Escape from Rochester
Senator Trujillo: Commissioner Sorenson, let me be blunt. This committee has lost its patience with your dissembling and that of the Governor's office. The news from the Greater Rochester Correctional Facility continues to get worse, despite the many promises your office has made.
Commissioner Sorenson: Apparently you aren't reading the statistics we have been producing at your request.
Senator Trujillo: Reading, yes. Trusting, no. In a period when we know that there is open warfare among prisoner factions, you show substantial declines in prisoner against prisoner violence.
Commissioner Sorenson: The prisoners are more organized than they used to be, more disciplined. They do a better job of killing each other because they want to, but less killing because they had nothing else to do at the moment.
Senator Trujillo: When we established this new concentrated prison twenty-five years ago, we were assured that prisoners would never be allowed to organize militarily...
Commissioner Sorenson: I can't speak for promises made by previous administrations...

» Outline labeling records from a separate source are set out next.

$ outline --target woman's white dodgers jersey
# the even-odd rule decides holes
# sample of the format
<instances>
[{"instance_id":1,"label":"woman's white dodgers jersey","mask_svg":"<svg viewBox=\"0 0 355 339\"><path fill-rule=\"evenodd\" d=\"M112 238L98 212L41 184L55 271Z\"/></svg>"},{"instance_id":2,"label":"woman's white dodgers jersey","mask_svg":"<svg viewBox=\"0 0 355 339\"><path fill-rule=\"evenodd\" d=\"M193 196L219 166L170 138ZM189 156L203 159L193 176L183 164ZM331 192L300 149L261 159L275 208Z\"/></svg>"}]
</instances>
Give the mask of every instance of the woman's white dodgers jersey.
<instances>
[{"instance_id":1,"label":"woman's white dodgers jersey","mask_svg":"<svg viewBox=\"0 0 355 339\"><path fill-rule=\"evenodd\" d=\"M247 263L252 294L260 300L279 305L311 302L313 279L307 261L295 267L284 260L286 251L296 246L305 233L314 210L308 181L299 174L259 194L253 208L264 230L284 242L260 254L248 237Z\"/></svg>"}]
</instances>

Senator Trujillo: Perhaps you shouldn't, as prisoners hadn't organized in this way until well after you became commissioner. You promised cost-cutting, but we've seen an increase in state incursions into the prison, and more casualties among guards as a result - leading to some pretty incredible costs.
Commissioner Sorenson: Those costs are not the responsibility of my department, Senator.
Senator Trujillo: But they are of your making. Worse than the costs you are creating, however, is the apparent failure of your incursions to establish order.
Commissioner Sorenson: It's no worse than the previous order, Senator. Yes, there's damage and death. There always has been damage and death. But when the State created this prison, we did so to save money, not to be kind to criminals. That said, this new regime may even be helping prisoners to develop clearer social structures than they've had before, something we hope will lead to a more stable prison environment in the long term.
Senator Trujillo: The number of assaults on the walls has increased sharply - hardly a sign of stability.
Commissioner Sorenson: The number of successful assaults remains constant, however - zero each year.
Senator Trujillo: So we're told - by you. At the same time, investigation after investigation turns up more corruption among the guards, more drug trafficking and weapons smuggling. Some guards even seem to be turning renegade...
Commissioner Sorenson: These rumors are simply rumors. I welcome the investigations, as a means of rooting out problems that festered under my predecessors.
Senator McDougan: On a different note, commissioner, it seems that your department has fallen behind in infrastructure maintenance. Water, sewer, and electricity are all intermittent at the best of times.
Commissioner Sorenson: It's a prison city, not a suburb. Most cities don't have to deal with customers who destroy their infrastructure.
Senator Trujillo: Again, this isn't something your predecessors had trouble managing.
Senator McDougan: Nor did they have trouble paying their contractors.
Commissioner Sorenson: Contractors used to produce the work they promised. We've had a series of misfortunes, and contractors...
Senator Trujillo: Were you listening to the earlier testimony? Contractors can't get in to do the work, even with your guards' supposed protection. Lost time, lost equipment, lost lives.
Commissioner Sorenson: It's been a bad year, yes.
Senator McDougan: Do you have a plan for addressing this?
Commissioner Sorenson: We're following our plan quite precisely. The prisoners will work this phase out, and we'll be left with a smaller group of better organized prisoners, with clearer lines of communications and a few key people we can deal with.
Senator Trujillo: So you're actually enjoying this slaughter?
Commissioner Sorenson: Enjoying is a strong word, Senator.
[Inspired to some extent by Escape from New York, of course.]